Auckland is very beautiful, as are the women.

"Room service," said a housemaid.

I said, "Are you married?"

"I'm from the Herald," said a reporter.

I said, "Are you married?"

"John's not here right now," said his wife.

I said, "Would you like a banana?"

WEDNESDAY

Home, sweet home, although the motorcade from the airport was a bumpy ride.

I asked the driver what was going on, and he said that the streets were filled with the bodies of drug users.

"But I gave clear instructions for security forces to dump them in Manila Bay," I said.

The driver said, "You didn't pass on that message to vigilantes, though, and they're doing most of the killing."

You just can't get good help.

THURSDAY

The noise of gunshots and screams all night meant I could barely sleep a wink.

I really wish I'd stayed longer in New Zealand!
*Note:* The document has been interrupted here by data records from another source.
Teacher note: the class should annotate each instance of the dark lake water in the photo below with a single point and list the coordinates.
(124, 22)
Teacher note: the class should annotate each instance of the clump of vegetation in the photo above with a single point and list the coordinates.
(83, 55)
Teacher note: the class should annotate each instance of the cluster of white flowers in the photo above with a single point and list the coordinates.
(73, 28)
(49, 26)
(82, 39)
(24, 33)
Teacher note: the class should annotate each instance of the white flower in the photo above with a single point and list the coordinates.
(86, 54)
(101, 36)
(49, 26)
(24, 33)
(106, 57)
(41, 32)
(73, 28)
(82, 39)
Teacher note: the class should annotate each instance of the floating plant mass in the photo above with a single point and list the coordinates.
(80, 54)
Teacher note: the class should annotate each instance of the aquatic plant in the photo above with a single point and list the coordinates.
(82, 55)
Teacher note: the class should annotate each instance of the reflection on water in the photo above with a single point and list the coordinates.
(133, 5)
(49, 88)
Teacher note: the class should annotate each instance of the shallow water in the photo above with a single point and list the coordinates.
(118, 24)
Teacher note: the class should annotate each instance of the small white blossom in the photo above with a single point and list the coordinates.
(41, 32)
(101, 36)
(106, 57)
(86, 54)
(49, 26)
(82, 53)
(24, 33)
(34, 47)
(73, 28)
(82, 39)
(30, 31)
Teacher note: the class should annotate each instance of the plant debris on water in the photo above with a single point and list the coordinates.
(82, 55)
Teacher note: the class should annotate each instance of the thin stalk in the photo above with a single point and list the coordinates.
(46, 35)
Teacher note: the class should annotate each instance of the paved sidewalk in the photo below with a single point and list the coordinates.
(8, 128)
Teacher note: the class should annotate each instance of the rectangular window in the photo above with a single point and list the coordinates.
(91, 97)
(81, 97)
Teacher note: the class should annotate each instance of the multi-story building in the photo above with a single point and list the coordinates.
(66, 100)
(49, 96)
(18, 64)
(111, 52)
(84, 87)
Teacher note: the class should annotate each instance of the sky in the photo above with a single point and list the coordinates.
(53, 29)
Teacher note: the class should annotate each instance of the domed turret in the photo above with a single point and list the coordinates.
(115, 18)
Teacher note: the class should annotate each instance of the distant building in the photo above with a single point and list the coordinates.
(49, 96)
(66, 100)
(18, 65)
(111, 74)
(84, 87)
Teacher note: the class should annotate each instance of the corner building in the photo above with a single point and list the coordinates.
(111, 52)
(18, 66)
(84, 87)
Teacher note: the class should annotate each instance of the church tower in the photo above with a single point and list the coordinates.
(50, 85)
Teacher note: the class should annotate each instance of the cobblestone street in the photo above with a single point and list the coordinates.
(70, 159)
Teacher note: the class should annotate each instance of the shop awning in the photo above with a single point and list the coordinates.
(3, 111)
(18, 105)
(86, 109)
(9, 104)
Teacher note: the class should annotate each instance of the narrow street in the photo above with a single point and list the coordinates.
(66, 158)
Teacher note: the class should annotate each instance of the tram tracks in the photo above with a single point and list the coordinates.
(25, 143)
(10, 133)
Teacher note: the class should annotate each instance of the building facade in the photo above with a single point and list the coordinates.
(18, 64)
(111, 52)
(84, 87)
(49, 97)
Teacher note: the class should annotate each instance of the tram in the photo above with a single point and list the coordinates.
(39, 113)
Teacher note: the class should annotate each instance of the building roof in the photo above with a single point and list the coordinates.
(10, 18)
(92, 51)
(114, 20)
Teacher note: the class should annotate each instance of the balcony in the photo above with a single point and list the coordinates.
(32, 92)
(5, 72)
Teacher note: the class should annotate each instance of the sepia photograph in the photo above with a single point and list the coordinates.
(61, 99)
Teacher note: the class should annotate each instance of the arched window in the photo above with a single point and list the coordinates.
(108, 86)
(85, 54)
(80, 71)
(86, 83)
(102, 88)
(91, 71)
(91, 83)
It was so quiet there.

I decided to book a long weekend.

FRIDAY

It was good to see him again. We took an Uber cab from the airport to his house, and he fired up the gas barbecue by the pool.

I said, "Just checking - what are your feelings about my decision to bury former President Ferdinand Marcos in the Heroes Cemetery, despite his well-documented record of human rights abuses, including torture, abduction, and murder?"

He said, "You weren't kidding about your fish! Look at the size of them. How would you like it cooked?"